Singer Sarah Brightman: Space Tourist?

She's used to singing with her fellow stars on PBS specials, but now the Grammy-nominated artist will be singing among the stars

By Josh Grossberg Oct 08, 2012 6:39 PMTags
Sarah BrightmanAP Photo

She shot to fame as Christine in ex-husband Andrew Lloyd Webber's stage musical The Phantom of the Opera. Now Sarah Brightman is boldly going where no soprano singer has gone before: to the stars!

The 52-year-old crooner is the latest in a growing number of private citizens hitching a ride aboard a Russian Soyuz spacecraft to the International Space Station next year.

Now this is what we call a real space opera.

Per Space.com, Brightman is set to hold a press conference on Wednesday in Moscow, where she'll confirm the news. Expected to join Sarah for the announcement will be Russian TV host Mikhail Gendelev, and Eric Anderson, chairman of the Virginia-based space tourism firm, Space Adventures, which brokered the deal.

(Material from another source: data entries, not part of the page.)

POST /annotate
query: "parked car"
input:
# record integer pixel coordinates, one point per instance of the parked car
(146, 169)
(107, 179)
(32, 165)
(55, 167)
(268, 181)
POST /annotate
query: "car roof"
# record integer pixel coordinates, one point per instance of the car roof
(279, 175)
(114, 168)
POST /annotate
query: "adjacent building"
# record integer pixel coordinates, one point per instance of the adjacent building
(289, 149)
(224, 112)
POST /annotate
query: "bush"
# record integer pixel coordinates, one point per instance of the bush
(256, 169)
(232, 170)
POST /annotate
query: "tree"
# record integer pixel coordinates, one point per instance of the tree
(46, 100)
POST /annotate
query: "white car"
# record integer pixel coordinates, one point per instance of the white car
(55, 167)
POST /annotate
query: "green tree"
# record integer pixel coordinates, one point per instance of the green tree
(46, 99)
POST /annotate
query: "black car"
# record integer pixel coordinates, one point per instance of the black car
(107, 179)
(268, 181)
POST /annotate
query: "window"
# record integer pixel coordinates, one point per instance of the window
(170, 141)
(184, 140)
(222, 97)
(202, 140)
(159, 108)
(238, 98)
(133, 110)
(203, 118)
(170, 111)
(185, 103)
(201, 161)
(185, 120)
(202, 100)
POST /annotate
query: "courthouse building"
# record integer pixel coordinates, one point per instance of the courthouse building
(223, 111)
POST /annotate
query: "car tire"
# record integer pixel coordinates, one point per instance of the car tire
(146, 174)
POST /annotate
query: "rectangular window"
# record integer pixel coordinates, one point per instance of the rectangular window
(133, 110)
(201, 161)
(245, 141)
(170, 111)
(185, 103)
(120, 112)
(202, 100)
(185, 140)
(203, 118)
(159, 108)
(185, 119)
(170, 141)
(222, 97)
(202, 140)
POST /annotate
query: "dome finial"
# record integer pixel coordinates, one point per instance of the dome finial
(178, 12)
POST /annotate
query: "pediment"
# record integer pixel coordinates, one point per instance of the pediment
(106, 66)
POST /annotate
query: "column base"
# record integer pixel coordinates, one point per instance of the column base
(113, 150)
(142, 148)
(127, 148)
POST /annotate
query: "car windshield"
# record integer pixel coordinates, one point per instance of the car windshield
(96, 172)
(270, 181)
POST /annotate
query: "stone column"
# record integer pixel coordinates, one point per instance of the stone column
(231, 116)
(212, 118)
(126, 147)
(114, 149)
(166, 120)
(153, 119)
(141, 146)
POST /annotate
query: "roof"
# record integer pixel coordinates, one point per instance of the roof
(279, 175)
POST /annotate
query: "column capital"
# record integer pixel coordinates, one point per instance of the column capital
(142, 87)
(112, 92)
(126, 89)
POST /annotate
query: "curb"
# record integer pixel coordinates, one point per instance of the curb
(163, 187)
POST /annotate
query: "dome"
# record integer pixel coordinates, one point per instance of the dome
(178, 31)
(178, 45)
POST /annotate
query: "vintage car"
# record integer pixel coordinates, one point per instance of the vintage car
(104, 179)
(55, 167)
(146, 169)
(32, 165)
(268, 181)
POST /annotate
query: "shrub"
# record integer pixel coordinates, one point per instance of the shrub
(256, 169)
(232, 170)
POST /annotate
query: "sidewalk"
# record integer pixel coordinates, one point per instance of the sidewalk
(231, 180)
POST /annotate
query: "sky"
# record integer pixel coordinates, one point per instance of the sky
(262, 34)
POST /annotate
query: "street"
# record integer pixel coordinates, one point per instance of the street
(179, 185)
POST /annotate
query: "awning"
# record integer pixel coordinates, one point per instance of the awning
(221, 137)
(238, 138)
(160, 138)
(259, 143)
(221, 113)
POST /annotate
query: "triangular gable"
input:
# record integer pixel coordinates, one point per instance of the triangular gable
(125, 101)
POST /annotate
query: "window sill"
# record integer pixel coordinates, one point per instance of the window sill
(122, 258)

As part of her preparations for voyage, which could last anywhere from eight days to two weeks, Brightman will undergo six months of intensive training with cosmonauts at Russia's Star City.

No word how much it's gonna cost the classically trained musician and West End and Broadway mainstay. The previous ticket price to score a seat on the Soyuz has ranged from $20 million, which multimillionaire businessman Dennis Tito paid to become the first-ever "space tourist" in 2001, to the $35 million Cirque du Soleil's billionaire CEO Guy Laliberté coughed up in 2009.

Billionaire Richard Branson meanwhile—who launched Virgin Galactic airlines to ferry regular folks heavenward— has reportedly signed up such celebrity astronauts as Ashton Kutcher, Tom Hanks, and Brad Pitt and Angelina Jolie for suborbital journeys on his new rocket plane, SpaceShipTwo.

Brightman's not totally unfamiliar with the Final Frontier.

At the beginning of her career in the late '70s, she was a member of the dance troupe Hot Gossip, during which time she conquered the chart universe with the space disco hit "I Lost My Heart to a Starship Trooper."